On micromodes in Bayesian posterior distributions and their implications for MCMC

TL;DR

This paper studies local modes, called micromodes, in Bayesian posterior distributions arising from heavy-tailed error models, revealing their impact on MCMC sampling efficiency and identifying phase transitions affecting computational performance.

Contribution

It characterizes the formation of micromodes in heavy-tailed Bayesian models and links their geometry to MCMC sampling times, highlighting phase transitions in computational difficulty.

Findings

Micromodes are induced by extreme observations in heavy-tailed models.

Micromodes have large domains of attraction that grow polynomially with sample size.

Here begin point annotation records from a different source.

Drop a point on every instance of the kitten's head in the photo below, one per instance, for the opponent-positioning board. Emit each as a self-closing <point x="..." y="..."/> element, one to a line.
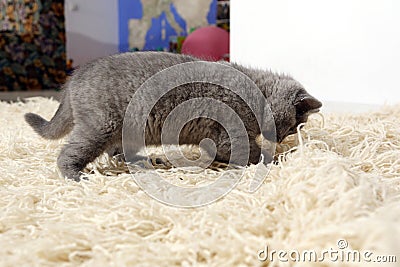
<point x="290" y="105"/>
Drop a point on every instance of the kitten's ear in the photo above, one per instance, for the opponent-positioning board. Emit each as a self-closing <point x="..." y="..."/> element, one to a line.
<point x="306" y="103"/>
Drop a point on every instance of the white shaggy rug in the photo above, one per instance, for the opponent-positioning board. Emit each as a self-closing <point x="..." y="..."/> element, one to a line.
<point x="337" y="192"/>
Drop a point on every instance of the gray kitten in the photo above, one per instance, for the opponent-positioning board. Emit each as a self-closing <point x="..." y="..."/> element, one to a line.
<point x="96" y="97"/>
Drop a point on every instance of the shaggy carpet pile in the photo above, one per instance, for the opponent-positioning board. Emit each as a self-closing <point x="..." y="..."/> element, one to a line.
<point x="335" y="189"/>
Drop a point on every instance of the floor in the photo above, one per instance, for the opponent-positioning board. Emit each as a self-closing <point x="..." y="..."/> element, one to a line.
<point x="20" y="95"/>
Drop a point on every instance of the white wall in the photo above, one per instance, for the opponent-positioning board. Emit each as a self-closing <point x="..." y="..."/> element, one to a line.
<point x="91" y="29"/>
<point x="340" y="50"/>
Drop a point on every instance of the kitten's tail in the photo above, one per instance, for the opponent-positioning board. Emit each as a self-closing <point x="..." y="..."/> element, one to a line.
<point x="60" y="125"/>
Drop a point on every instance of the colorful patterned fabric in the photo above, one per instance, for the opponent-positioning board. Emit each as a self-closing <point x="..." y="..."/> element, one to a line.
<point x="32" y="44"/>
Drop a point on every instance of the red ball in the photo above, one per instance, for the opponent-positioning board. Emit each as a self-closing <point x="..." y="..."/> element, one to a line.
<point x="208" y="43"/>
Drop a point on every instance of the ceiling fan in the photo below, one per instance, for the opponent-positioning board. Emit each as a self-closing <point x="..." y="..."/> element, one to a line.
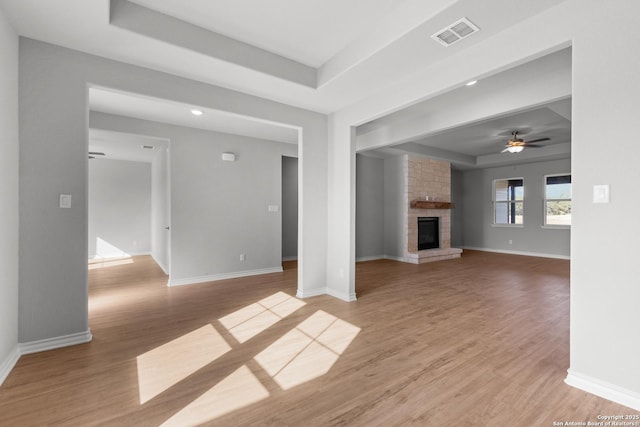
<point x="516" y="145"/>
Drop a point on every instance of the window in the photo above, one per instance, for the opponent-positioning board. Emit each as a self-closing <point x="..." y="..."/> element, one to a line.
<point x="508" y="201"/>
<point x="557" y="200"/>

Sampling times increase sharply in misspecified models, causing performance deterioration.

Abstract

We investigate the existence and severity of local modes in posterior distributions from Bayesian analyses. These are known to occur in posterior tails resulting from heavy-tailed error models such as those used in robust regression. To understand this phenomenon clearly, we consider in detail location models with Student-$t$ errors in dimension $d$ with sample size $n$. For sufficiently heavy-tailed data-generating distributions, extreme observations become increasingly isolated as $n \to \infty$. We show that each such observation induces a unique local posterior mode with probability tending to $1$. We refer to such a local mode as a micromode. These micromodes are typically small in height but their domains of attraction are large and grow polynomially with $n$. We then connect this posterior geometry to computation. We establish an Arrhenius law for the time taken by one-dimensional piecewise deterministic Monte Carlo algorithms to exit these micromodes. Our analysis identifies a phase transition where a misspecified and overly underdispersed model causes exit times to increase sharply, leading to a pronounced deterioration in sampling performance.